Хорошенькое дело! Выходит, если бы в ту ночь Папа взял в компанию не доктора, а, к примеру, меня, то еще не известно, чем бы все это кончилось. Я ведь был Папе не только друг-приятель, но даже родственник. Впрочем, кто знает, может быть, я на очереди?
Пока я размышлял, Папа с Толей Головиным обменялись несколькими многозначительными фразами относительно тактики и стратегии избирательной компании, которая была уже не за горами, и Толя Головин отправился в свой офис. Ему, вероятно, еще предстояло проанализировать массу всяческих конфиденциальных донесений.
У меня голова шла кругом. Честно говоря, даже зная Папу, я не ожидал, что он отнесется к случившемуся с доктором до такой степени равнодушно. Да что там равнодушно! Просто наплевательски. Не знаю, чего я вообще от него ожидал — праведного ли гнева, стремительных ли действий или незамедлительной мести… Ничего не происходило. Машина продолжала работать, как хорошо отлаженный часовой механизм, и мои досужие версии и подозрения обнажились во всей беспомощности. До сих пор мне, наивному, почему-то казалось, что Папа обязан о нас заботиться. Он и заботился, но без особой рьяности. Я понимал, что история с доктором лишь эпизод в сложной и противоречивой борьбе за власть, но я никак не ожидал, что Папа допустит, чтобы нечто подобное произошло в его ближайшем окружении. Повторяю, в тот момент у меня даже было ощущение, что все это каким-то образом вписывалось в Папины планы, играло ему на руку.

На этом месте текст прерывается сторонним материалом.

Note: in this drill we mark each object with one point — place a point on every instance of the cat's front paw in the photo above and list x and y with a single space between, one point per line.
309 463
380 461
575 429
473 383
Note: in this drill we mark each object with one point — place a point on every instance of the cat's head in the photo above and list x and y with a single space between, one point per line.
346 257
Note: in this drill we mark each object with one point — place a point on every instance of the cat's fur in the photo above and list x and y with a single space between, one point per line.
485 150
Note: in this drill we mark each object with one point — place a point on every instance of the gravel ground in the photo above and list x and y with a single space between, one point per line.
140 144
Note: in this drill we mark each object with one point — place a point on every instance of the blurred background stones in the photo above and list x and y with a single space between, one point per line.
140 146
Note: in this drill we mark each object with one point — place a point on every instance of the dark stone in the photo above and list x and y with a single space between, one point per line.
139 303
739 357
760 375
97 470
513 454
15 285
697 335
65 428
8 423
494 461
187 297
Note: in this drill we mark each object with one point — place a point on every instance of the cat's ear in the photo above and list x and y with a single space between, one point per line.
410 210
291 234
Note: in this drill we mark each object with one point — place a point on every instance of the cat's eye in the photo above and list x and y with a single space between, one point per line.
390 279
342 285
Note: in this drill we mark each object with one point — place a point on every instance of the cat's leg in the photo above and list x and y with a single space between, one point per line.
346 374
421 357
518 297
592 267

— Ну что? — окликнул меня Папа.
Он по-прежнему лежал на диване, задрав ноги на спинку.
— Что ну? — пробормотал я, отвлекаясь от своих мыслей.
— У тебя, кажется, какие-то проблемы? — мягко поинтересовался он.
«Проблемы»! Вот опять — его словцо! До чего же характерное, даже какое-то ублюдочное словцо! Мы все, следом за Папой, стали употреблять его к месту и не к месту. Папа казался нам сверхчеловеком, в единоличной власти которого создавать проблемы и разбираться с оными. Под это определение одинаково подходили и разбитый подфарник, и отрезанные уши. У него у самого, конечно, не было и быть не могло никаких проблем, а на чужие он смотрел с явным отвращением — как будто люди, у которых вообще возникают проблемы, были прежде всего проблемой для самих себя. Мол, с какой стати мне давить ваших тараканов, а главное, ощущать, как они при этом трещат? Давите их сами!.. Но, надо отдать ему должное, до сих пор все-таки он снисходил. И периодически решал наши проблемы.
— Странно, — продолжал Папа, пристально глядя на меня. — такое впечатление, что ты чем-то не доволен. Мне всегда казалось, что ты должен быть всем доволен, Серж. В чем дело? Разве ты уже не счастливый человек? Как насчет ощущения счастья?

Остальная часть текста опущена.